Your employees are the instigators of the engagement train. Once an employee engagement strategy is established and practiced:
- Companies with a highly engaged workforce experience a 19.2% growth in operating income over a 12-month period
- Engaged companies grow profits as much as 3X faster than their competitors
- Highly engaged employees are 87% less likely to leave the organization
- 2X higher customer loyalty
- 2X higher productivity
- 2X lower turnover10
In a recent article, Turner’s EVP & Global Chief Communications and Corporate Marketing Officer, Molly Battin, agrees that much power and financial growth lies within their employees. “In 2018, we developed the first truly integrated, global, omnichannel brand campaign for Turner – We Make Fans – which offers layers of storytelling to engage and connect with employees, consumers and advertisers from the inside out,” Battin says. “We live in a time of unprecedented connectivity – our ability to connect with each other, and content, at any time.” 11
It’s important to tap into this concept, because your employees are the dependable bond to clients. As your employees represent your brand story, trust is gained by means of empathy. Your clients should be at the center of your mission, but your employees should be in the center of your clients. They are the lever that turns the engagement wheel and empathy is the instigator.
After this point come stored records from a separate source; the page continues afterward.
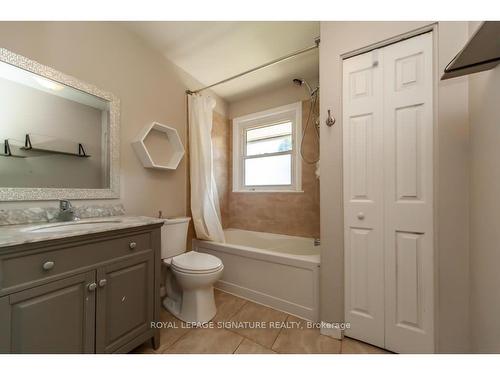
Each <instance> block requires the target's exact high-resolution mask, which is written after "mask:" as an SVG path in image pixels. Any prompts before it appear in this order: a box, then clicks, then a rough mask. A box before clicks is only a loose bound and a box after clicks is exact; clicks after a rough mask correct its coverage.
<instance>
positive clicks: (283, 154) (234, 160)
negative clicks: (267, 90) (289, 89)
mask: <svg viewBox="0 0 500 375" xmlns="http://www.w3.org/2000/svg"><path fill="white" fill-rule="evenodd" d="M284 122H291V123H292V150H291V151H281V152H273V153H265V154H260V155H251V156H247V155H246V147H245V146H246V132H247V130H249V129H253V128H260V127H265V126H271V125H276V124H280V123H284ZM232 138H233V189H232V191H233V192H245V193H255V192H265V193H273V192H280V193H283V192H302V160H301V159H300V152H299V148H300V143H301V138H302V102H296V103H292V104H287V105H284V106H280V107H276V108H271V109H268V110H265V111H261V112H256V113H251V114H249V115H245V116H240V117H235V118H234V119H233V136H232ZM288 154H290V155H291V184H290V185H257V186H256V185H245V160H247V159H254V158H263V157H269V156H278V155H288Z"/></svg>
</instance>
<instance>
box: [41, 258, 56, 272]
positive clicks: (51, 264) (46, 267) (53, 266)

How Do You Measure Employee Engagement?
“Without the majority of the workforce being aligned, engaged and executing towards the same goals successful transformation becomes an almost insurmountable task.” 12 By following these three rules and documenting your employees’ growth, you will better be able to measure employee engagement. Let’s recap these three areas that need to be measured:
- Individual needs
- Team orientation
- Professional growth
Each of your individual employees must feel comfortable and know what is expected within their role in the organization. By utilizing training and resources at their disposal, they should feel comfortable and motivated to continue to grow and excel. In return, treat them as individuals and be sure to keep them on the right path with constructive feedback and scheduled meetings to aid in their personal brand.
As an organization, make sure to promote collaboration and integrate your employees with the rest of the team. This is a great exercise to ensure everyone is on the same page with a clear mission and purpose of the business. To measure engagement and effective action planning, evaluate leadership throughout the organization and camaraderie between coworkers. Many peer recognition programs provide managers the ability to exclusively recognize employees within the organization.13
Short-term and long-term goals are also very productive in developing professional growth within each of your employees. Do you meet to discuss progress and performance? Are the steps for accomplishing their milestones clearly communicated and documented? If you notice your team projecting motivation and enthusiasm towards building their professional growth, this is another great way to measure engagement.
“Managers need to look at engagement as a hierarchical structure, starting with basic needs and moving towards personal and professional growth – all of which impact an employee’s ability to help drive change.”12
The Bottom Line
At the end of the day, it all comes back to being able to empathize. If you can empathize with your employees, they will feel more motivated to stay engaged at work and empathize with your customers. Once you can identify with their needs, the understanding of your customers will become clear and your entire organization will show the passion and motivation that drives your business.
“We have worked to build a company culture that places an emphasis on teamwork, and where employees look forward to a new day, are challenged mentally and supported by colleagues and management.” 3
Empathy is the key to gaining trust in all facets of your corporation. Your employees are the most important asset to your organization. They are the face of the brand, the storytellers to your customers and the pivotal piece to achieving ROI.